DE LA TRENTE-UNIÈME MÉDITATION



Cette pièce est de 1815. En revenant de la Suisse après les Cent Jours, je m’arrêtai dans la vallée de Chambéry, chez l’oncle d’un de mes plus chers amis, le comte de Maistre. Le comte de Maistre était le frère cadet du fameux écrivain qui a laissé un si grand nom dans la philosophie et dans les lettres. Je passai quelques jours heureux dans cette charmante retraite de Bissy, enseveli sous l’ombre des noyers et des sapins du mont du Chat. Je voyais de ma fenêtre la nappe bleue de ce beau lac où je devais aimer et chanter plus tard.
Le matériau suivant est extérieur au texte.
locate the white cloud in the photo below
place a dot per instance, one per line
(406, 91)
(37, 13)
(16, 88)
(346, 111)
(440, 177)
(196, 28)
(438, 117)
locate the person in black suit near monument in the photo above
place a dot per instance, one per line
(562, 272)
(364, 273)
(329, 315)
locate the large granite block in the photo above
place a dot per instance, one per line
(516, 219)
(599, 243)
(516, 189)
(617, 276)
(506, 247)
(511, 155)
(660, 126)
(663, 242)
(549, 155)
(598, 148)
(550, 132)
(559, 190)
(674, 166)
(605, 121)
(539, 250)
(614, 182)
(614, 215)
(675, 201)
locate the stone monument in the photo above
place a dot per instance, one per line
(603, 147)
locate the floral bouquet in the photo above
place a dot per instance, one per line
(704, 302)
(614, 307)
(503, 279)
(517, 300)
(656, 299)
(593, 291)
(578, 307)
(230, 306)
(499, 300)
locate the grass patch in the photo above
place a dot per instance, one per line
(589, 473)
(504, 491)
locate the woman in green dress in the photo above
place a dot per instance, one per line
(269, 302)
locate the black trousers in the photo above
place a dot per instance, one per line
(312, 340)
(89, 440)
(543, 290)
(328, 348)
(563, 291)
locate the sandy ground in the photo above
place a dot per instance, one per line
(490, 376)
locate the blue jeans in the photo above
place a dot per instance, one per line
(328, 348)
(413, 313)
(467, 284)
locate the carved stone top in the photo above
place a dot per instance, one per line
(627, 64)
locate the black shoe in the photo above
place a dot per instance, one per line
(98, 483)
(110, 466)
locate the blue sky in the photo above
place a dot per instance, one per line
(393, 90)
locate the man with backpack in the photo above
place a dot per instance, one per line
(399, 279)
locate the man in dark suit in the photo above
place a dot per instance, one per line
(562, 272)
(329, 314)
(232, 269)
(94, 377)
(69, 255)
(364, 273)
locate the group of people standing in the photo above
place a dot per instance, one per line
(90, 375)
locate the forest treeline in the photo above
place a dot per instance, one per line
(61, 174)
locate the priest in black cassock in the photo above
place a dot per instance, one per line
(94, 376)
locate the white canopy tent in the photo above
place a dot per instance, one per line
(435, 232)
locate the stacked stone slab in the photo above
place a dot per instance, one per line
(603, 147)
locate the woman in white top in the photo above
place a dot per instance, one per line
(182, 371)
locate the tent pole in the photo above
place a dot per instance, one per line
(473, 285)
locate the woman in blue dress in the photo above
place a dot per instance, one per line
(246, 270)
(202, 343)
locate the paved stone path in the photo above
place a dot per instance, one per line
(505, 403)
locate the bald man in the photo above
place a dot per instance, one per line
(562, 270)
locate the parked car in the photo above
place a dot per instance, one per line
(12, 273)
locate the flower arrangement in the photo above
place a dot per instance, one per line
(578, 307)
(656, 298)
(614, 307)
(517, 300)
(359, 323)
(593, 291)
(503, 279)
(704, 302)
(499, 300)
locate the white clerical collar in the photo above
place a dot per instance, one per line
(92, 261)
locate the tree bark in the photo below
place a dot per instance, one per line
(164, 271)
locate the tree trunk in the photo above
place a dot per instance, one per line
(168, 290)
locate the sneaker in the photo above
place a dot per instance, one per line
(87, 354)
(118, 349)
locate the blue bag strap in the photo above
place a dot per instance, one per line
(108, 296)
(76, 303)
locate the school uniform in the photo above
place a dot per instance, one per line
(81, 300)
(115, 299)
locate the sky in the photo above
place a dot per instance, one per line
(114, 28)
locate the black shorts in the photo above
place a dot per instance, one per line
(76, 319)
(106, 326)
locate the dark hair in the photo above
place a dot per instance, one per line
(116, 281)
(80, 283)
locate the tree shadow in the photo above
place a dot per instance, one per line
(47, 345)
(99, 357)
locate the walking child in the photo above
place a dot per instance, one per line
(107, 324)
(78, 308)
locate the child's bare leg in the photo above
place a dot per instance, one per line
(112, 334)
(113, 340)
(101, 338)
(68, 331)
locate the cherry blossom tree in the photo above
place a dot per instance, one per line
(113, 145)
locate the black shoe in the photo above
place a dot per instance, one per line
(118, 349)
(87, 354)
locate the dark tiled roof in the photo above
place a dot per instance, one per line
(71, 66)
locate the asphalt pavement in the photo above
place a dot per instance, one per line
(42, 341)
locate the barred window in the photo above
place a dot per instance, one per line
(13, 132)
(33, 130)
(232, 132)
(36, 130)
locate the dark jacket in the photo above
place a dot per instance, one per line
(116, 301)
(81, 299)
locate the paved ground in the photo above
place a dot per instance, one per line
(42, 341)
Je commençais à peine à crayonner de temps en temps quelques vers à l’ombre de ces sapins, au bruit monotone de ces eaux.

La vie que l’on menait chez mes hôtes était une vie presque espagnole : une douce oisiveté, des entretiens rêveurs, des promenades nonchalantes entre les hautes vignes et les hêtres des collines de Savoie, des lectures, des chapelets. À la nuit tombante, aux sons de l’Angelus, on s’acheminait en famille vers la petite église du hameau, cachée sous les arbres, avec son toit chaume et son clocher de bois noirci par la pluie. On y faisait la prière du soir. Ces habitudes régulières et saintes de cette maison m’attendrissaient et me charmaient, bien que je fusse alors dans les premiers bouillonnements et dans les dissipations de l’adolescence. Je suivais la famille dans tous ses actes de piété. L’esprit éminent et original, la bonté, la sérénité de caractère de toute cette maison de Maistre, me captivaient. Des jeunes personnes simples, vertueuses, charmantes, nièces de madame de Maistre, répandaient leur rayonnement sur cette gravité de la famille. Je quittai avec peine cette oasis de paix, d’amitié, de poésie, pour revenir à Beauvais reprendre l’uniforme, le sabre, le cheval, le tumulte de la garnison. En arrivant à mon corps, j’écrivis ces adieux, et je les envoyai à mon ami Louis de Vignet, neveu du comte de Maistre.